Translating these findings into clinical practice remains challenging. Adhering to antibiotic stewardship and following de-escalation guidelines may reduce the antibiotic exposure, thereby minimizing the risk of dysbiosis. Improved diagnostic strategies to distinguish FUO from fever due to cytokine release syndrome (CRS) could restrict early antibiotic use as CRS typically occurs after the application of (i) CAR T cells, (ii) antibodies during conditioning or (iii) in patients receiving prophylaxis with post-transplant cyclophosphamide (Pt-Cy) prophylaxis due to T-cell activation in the 3-day period between graft infusion and start of immunosuppression. Our group recently implemented a restrictive antibiotic protocol for patients likely to develop fever due to CRS following Anti-thymocyte Globulin (ATG) treatment, and reducing overall antibiotic use in the early ASCT period by 30% and its initiation by six days until true neutropenic fever emerged. Although simple laboratory markers to differentiate CRS-induced FUO from infectious fever remain elusive, emerging molecular techniques to detect microbiota may soon improve diagnostics.
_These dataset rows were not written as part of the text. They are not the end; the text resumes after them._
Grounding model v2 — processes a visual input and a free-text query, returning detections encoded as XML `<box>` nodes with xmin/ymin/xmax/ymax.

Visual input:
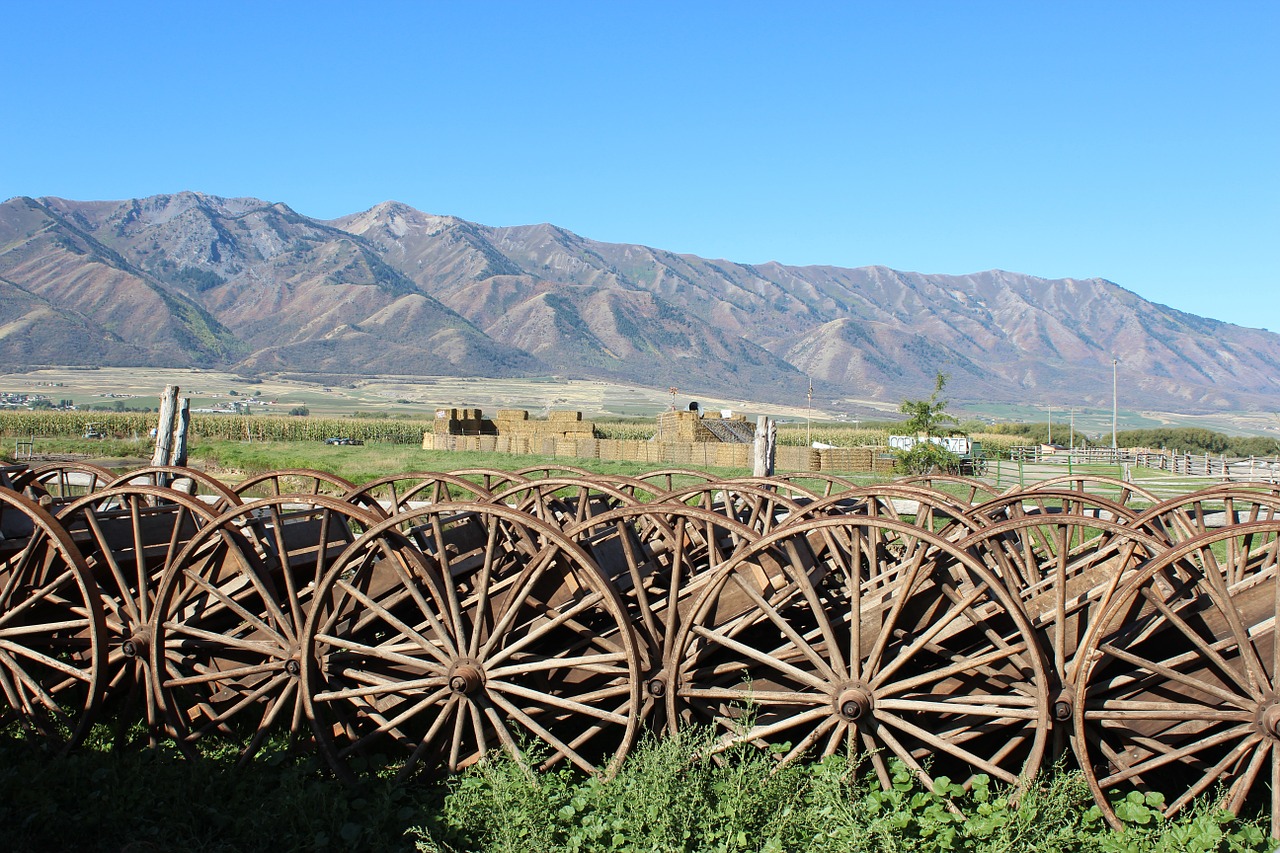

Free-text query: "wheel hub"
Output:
<box><xmin>1257</xmin><ymin>697</ymin><xmax>1280</xmax><ymax>740</ymax></box>
<box><xmin>449</xmin><ymin>660</ymin><xmax>484</xmax><ymax>695</ymax></box>
<box><xmin>120</xmin><ymin>625</ymin><xmax>151</xmax><ymax>660</ymax></box>
<box><xmin>835</xmin><ymin>684</ymin><xmax>876</xmax><ymax>722</ymax></box>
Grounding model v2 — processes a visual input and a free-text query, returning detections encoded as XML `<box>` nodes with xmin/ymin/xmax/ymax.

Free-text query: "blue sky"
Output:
<box><xmin>0</xmin><ymin>0</ymin><xmax>1280</xmax><ymax>332</ymax></box>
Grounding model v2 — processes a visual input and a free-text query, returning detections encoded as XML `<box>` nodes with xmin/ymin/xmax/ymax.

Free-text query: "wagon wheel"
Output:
<box><xmin>449</xmin><ymin>467</ymin><xmax>529</xmax><ymax>492</ymax></box>
<box><xmin>516</xmin><ymin>465</ymin><xmax>595</xmax><ymax>480</ymax></box>
<box><xmin>1132</xmin><ymin>484</ymin><xmax>1280</xmax><ymax>544</ymax></box>
<box><xmin>0</xmin><ymin>488</ymin><xmax>106</xmax><ymax>745</ymax></box>
<box><xmin>58</xmin><ymin>485</ymin><xmax>218</xmax><ymax>739</ymax></box>
<box><xmin>787</xmin><ymin>483</ymin><xmax>983</xmax><ymax>539</ymax></box>
<box><xmin>493</xmin><ymin>476</ymin><xmax>640</xmax><ymax>530</ymax></box>
<box><xmin>636</xmin><ymin>467</ymin><xmax>719</xmax><ymax>492</ymax></box>
<box><xmin>151</xmin><ymin>494</ymin><xmax>379</xmax><ymax>761</ymax></box>
<box><xmin>959</xmin><ymin>514</ymin><xmax>1165</xmax><ymax>753</ymax></box>
<box><xmin>344</xmin><ymin>471</ymin><xmax>493</xmax><ymax>519</ymax></box>
<box><xmin>234</xmin><ymin>467</ymin><xmax>356</xmax><ymax>500</ymax></box>
<box><xmin>893</xmin><ymin>474</ymin><xmax>1000</xmax><ymax>503</ymax></box>
<box><xmin>972</xmin><ymin>489</ymin><xmax>1138</xmax><ymax>525</ymax></box>
<box><xmin>669</xmin><ymin>517</ymin><xmax>1050</xmax><ymax>789</ymax></box>
<box><xmin>106</xmin><ymin>465</ymin><xmax>243</xmax><ymax>512</ymax></box>
<box><xmin>303</xmin><ymin>503</ymin><xmax>640</xmax><ymax>779</ymax></box>
<box><xmin>1024</xmin><ymin>474</ymin><xmax>1160</xmax><ymax>506</ymax></box>
<box><xmin>14</xmin><ymin>462</ymin><xmax>116</xmax><ymax>507</ymax></box>
<box><xmin>662</xmin><ymin>483</ymin><xmax>800</xmax><ymax>535</ymax></box>
<box><xmin>1074</xmin><ymin>520</ymin><xmax>1280</xmax><ymax>836</ymax></box>
<box><xmin>771</xmin><ymin>471</ymin><xmax>858</xmax><ymax>497</ymax></box>
<box><xmin>564</xmin><ymin>503</ymin><xmax>759</xmax><ymax>727</ymax></box>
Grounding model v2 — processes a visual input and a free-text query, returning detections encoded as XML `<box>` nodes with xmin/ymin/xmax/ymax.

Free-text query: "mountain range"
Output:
<box><xmin>0</xmin><ymin>192</ymin><xmax>1280</xmax><ymax>412</ymax></box>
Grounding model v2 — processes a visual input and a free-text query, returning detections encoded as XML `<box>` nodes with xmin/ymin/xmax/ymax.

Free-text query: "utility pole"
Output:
<box><xmin>1111</xmin><ymin>356</ymin><xmax>1120</xmax><ymax>456</ymax></box>
<box><xmin>804</xmin><ymin>377</ymin><xmax>813</xmax><ymax>447</ymax></box>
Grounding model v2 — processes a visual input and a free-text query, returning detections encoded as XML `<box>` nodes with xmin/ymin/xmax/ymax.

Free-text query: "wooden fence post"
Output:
<box><xmin>151</xmin><ymin>386</ymin><xmax>178</xmax><ymax>465</ymax></box>
<box><xmin>751</xmin><ymin>415</ymin><xmax>778</xmax><ymax>476</ymax></box>
<box><xmin>169</xmin><ymin>397</ymin><xmax>191</xmax><ymax>465</ymax></box>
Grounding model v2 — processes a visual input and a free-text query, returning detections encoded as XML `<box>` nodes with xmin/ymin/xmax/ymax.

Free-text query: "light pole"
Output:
<box><xmin>1111</xmin><ymin>356</ymin><xmax>1120</xmax><ymax>456</ymax></box>
<box><xmin>804</xmin><ymin>377</ymin><xmax>813</xmax><ymax>447</ymax></box>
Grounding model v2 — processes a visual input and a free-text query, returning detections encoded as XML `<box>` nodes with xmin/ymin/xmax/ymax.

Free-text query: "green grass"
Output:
<box><xmin>0</xmin><ymin>730</ymin><xmax>1275</xmax><ymax>853</ymax></box>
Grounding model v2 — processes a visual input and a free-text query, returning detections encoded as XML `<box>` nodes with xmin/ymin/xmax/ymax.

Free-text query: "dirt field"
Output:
<box><xmin>0</xmin><ymin>368</ymin><xmax>1280</xmax><ymax>437</ymax></box>
<box><xmin>0</xmin><ymin>368</ymin><xmax>860</xmax><ymax>420</ymax></box>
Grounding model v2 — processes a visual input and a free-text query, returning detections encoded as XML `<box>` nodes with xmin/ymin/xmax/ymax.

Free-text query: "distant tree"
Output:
<box><xmin>897</xmin><ymin>373</ymin><xmax>960</xmax><ymax>474</ymax></box>
<box><xmin>899</xmin><ymin>373</ymin><xmax>960</xmax><ymax>438</ymax></box>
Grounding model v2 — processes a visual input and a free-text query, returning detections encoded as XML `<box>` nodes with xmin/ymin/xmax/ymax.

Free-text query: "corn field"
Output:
<box><xmin>0</xmin><ymin>411</ymin><xmax>430</xmax><ymax>444</ymax></box>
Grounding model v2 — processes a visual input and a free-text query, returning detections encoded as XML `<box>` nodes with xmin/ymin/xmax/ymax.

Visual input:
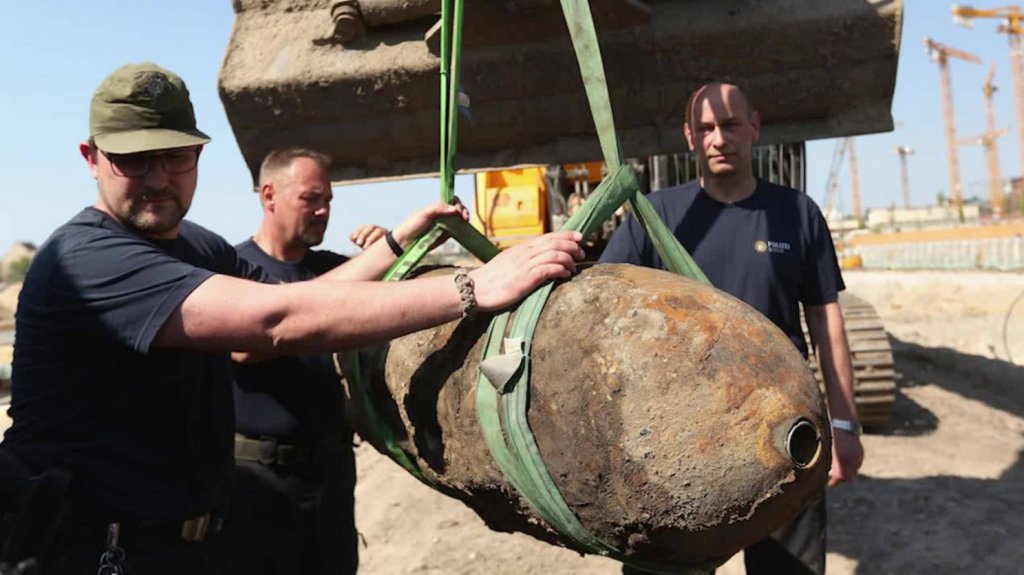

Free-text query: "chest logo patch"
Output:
<box><xmin>754</xmin><ymin>239</ymin><xmax>790</xmax><ymax>254</ymax></box>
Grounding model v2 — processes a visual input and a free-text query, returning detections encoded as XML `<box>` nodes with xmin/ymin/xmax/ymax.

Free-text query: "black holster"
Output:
<box><xmin>0</xmin><ymin>450</ymin><xmax>72</xmax><ymax>573</ymax></box>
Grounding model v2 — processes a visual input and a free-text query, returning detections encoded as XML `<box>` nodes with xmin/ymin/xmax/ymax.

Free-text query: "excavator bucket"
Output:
<box><xmin>219</xmin><ymin>0</ymin><xmax>902</xmax><ymax>182</ymax></box>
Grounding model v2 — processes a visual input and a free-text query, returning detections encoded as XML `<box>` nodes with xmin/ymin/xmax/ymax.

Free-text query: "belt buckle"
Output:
<box><xmin>181</xmin><ymin>514</ymin><xmax>210</xmax><ymax>543</ymax></box>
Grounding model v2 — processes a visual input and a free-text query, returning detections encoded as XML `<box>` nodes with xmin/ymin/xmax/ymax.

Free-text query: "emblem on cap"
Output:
<box><xmin>142</xmin><ymin>73</ymin><xmax>170</xmax><ymax>98</ymax></box>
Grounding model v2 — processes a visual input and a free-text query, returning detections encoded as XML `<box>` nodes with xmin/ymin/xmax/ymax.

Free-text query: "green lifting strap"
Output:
<box><xmin>353</xmin><ymin>0</ymin><xmax>714</xmax><ymax>574</ymax></box>
<box><xmin>476</xmin><ymin>0</ymin><xmax>715</xmax><ymax>574</ymax></box>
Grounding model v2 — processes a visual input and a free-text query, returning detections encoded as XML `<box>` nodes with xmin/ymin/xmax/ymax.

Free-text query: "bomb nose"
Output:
<box><xmin>785</xmin><ymin>418</ymin><xmax>821</xmax><ymax>469</ymax></box>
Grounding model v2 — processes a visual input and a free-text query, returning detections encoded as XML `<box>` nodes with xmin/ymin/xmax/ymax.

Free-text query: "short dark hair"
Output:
<box><xmin>256</xmin><ymin>146</ymin><xmax>333</xmax><ymax>191</ymax></box>
<box><xmin>684</xmin><ymin>80</ymin><xmax>757</xmax><ymax>130</ymax></box>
Conversely, strategies such as a short course of systemic antibiotics or other approaches investigated in murine models so far may specifically suppress bacterial translocation in new onset GvHD and disrupt the vicious inflammatory circle in GvHD, though definitive clinical indicators of translocation are missing in daily clinical practices and clinical trials are needed to validate this approach. Antibiotic stewardship may be supplemented by additional strategies to restore diversity such as repeated fecal microbiota transfer, dietary interventions or approaches neutralizing antibiotics selectively in the gastrointestinal tract by β-lactam cleaving enzymes and charcoal-based adsorbents or engineered probiotics. Finally, we also have to be aware, that non-antibiotic drugs frequently used in the setting of SCT additionally interfere with diversity and may need consideration [14]. Nevertheless, recognizing the antibiotic paradox in the clinical situation can sharpen physicians’ commitment to antibiotic stewardship, an essential strategy amid rising multidrug resistances.